Islamabad - Pakistan on Monday imposed a ban on the leading
organization of the local Taliban after it claimed responsibility for
last week's twin suicide attacks at a military-run arms and
ammunition factory where more than 80 civilian employees died and
around 100 were injured.
Tehrik-e-Taliban Pakistan (TTP) is an umbrella group of several
militant organizations. It was created in 2007 and a fearsome
militant commander in the country's tribal areas bordering
Afghanistan, Baitullah Mehsud, was chosen as its first head.
'TTP has been declared as a terrorist organization and the
Interior Ministry has issued a notification to ban it,' said Rehman
Malik, security adviser to Prime Minister Yousaf Raza Gilani.

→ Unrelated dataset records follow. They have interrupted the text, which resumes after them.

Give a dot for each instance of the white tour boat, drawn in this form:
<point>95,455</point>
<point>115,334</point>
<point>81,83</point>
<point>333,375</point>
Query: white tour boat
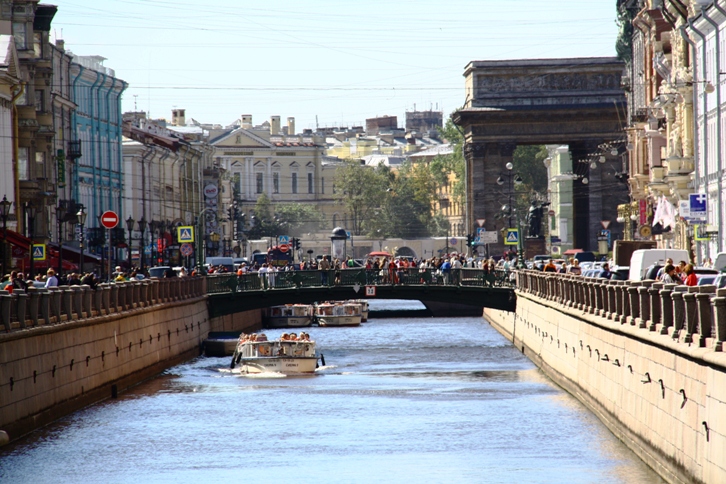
<point>278,356</point>
<point>289,316</point>
<point>338,314</point>
<point>363,308</point>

'The law-enforcement agencies have been directed to monitor the
activities and movements of those people who are somehow linked with
it and take action against them as per the law,' he added.
Malik said the country's central bank, State Bank of Pakistan, has
been asked to collect information from various state-owned and
commercial banks about the accounts of this organization and freeze
them. Other assets of the organization will also be frozen.
TTP head Mehsud is also alleged to have ordered the assassination
of ex-premier Benazir Bhutto in a gun-suicide attack late last year
in the garrison city of Rawalpindi. Bhutto's party now leads the
coalition government.
Three other smaller organizations - Lashkar-i-Islam, Ansarul
Islam and Prevention of Vice and Promotion of Virtue - which are not
affiliated with TTP but follow one way or the other its philosophy,
were also banned. All the three groupings are active in Khyber tribal
district.
Some other Taliban groups which are not associated with
any of the banned four organizations are deemed as pro-government
Taliban, which focus solely on carrying out cross-border attacks on
US-led international forces in Afghanistan.